1942 animated short film by Chuck Jones

The Dover Boys at Pimento University; or, The Rivals of Roquefort Hall (also known as The Dover Boys) is a 1942 Warner Bros. Merrie Melodies cartoon directed by Chuck Jones. The short was released on September 10, 1942. The cartoon is a parody of the Rover Boys, a popular juvenile fiction book series of the early 20th century.

It is one of the first cartoons to make extensive use of limited animation, as well as other techniques that would only be more broadly popularized in the 1950s. Animation historian Michael Barrier writes: "Is The Dover Boys the first 'modern' cartoon? …Chuck Jones stylized the animation in this cartoon in a way that anticipated what several consciously modern studios like UPA would be doing a decade later."

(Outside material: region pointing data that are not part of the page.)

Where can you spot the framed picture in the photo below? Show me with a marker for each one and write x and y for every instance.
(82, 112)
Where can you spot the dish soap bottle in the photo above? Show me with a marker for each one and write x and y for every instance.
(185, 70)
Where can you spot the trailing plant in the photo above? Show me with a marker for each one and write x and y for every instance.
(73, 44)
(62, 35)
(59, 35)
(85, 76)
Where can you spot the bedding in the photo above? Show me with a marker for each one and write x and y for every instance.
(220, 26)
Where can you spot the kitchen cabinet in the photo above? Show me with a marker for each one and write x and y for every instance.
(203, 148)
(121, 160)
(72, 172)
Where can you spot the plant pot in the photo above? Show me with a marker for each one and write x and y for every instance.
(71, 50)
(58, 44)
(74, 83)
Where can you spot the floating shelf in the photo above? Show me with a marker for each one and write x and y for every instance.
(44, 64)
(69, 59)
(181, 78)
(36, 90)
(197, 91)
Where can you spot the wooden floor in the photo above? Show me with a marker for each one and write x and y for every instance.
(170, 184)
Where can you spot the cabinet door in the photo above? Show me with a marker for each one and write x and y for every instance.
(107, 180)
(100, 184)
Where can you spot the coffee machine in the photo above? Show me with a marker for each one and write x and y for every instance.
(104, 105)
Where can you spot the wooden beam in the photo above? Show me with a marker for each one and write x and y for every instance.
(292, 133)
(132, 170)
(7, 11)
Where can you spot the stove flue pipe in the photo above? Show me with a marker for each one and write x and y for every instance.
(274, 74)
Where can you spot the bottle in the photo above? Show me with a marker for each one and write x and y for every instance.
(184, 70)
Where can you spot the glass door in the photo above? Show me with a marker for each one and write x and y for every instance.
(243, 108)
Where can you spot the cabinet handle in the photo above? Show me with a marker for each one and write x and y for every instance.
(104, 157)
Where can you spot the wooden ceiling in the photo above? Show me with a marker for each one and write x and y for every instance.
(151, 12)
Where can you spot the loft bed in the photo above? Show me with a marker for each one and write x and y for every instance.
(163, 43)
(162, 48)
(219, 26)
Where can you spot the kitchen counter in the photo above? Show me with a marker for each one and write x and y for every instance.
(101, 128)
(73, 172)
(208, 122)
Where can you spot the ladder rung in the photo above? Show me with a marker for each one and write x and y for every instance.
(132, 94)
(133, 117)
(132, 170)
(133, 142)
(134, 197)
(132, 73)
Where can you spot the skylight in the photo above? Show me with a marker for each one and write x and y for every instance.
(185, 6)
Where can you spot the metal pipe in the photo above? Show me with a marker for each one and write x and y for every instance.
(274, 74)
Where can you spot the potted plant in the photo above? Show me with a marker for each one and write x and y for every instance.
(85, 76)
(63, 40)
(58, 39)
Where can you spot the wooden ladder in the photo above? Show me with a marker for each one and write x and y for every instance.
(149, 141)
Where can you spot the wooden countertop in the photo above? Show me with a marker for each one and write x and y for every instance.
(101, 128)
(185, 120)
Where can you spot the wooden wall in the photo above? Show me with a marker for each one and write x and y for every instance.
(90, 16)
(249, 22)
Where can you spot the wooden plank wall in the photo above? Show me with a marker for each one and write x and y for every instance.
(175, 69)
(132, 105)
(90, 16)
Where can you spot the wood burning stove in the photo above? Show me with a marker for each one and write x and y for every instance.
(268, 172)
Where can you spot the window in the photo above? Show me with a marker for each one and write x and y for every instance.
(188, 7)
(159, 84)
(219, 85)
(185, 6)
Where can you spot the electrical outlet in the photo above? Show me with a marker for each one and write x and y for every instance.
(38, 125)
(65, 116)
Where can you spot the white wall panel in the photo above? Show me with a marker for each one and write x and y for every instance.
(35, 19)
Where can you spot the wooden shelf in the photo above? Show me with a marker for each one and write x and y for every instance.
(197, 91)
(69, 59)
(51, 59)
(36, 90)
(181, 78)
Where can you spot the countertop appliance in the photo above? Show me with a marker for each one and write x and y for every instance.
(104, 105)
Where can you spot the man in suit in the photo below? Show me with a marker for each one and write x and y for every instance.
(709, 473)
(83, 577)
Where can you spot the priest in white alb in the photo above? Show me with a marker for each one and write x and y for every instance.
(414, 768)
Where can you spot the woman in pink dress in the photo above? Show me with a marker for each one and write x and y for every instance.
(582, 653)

The short entered the public domain in 1970, due to United Artists, the holder of the short at the time, failing to renew the copyright by that year. In 1994, the cartoon was voted No. 49 of The 50 Greatest Cartoons of all time by members of the animation field.

==Plot==

The full cartoon

The scene opens upon Pimento University ("good old P.U."), and the school anthem is sung in a 1910s barbershop style, to the tune of "O Genevieve, Sweet Genevieve". The narrator then introduces the three Dover brothers: athletic oldest brother Tom, thin middle child Dick, and portly, curly-haired youngest brother Larry. "A gay outing at the park has been planned by the merry trio, and they are off to fetch 'their' fiancée, dainty Dora Standpipe, at Miss Cheddar's Female Academy, close by."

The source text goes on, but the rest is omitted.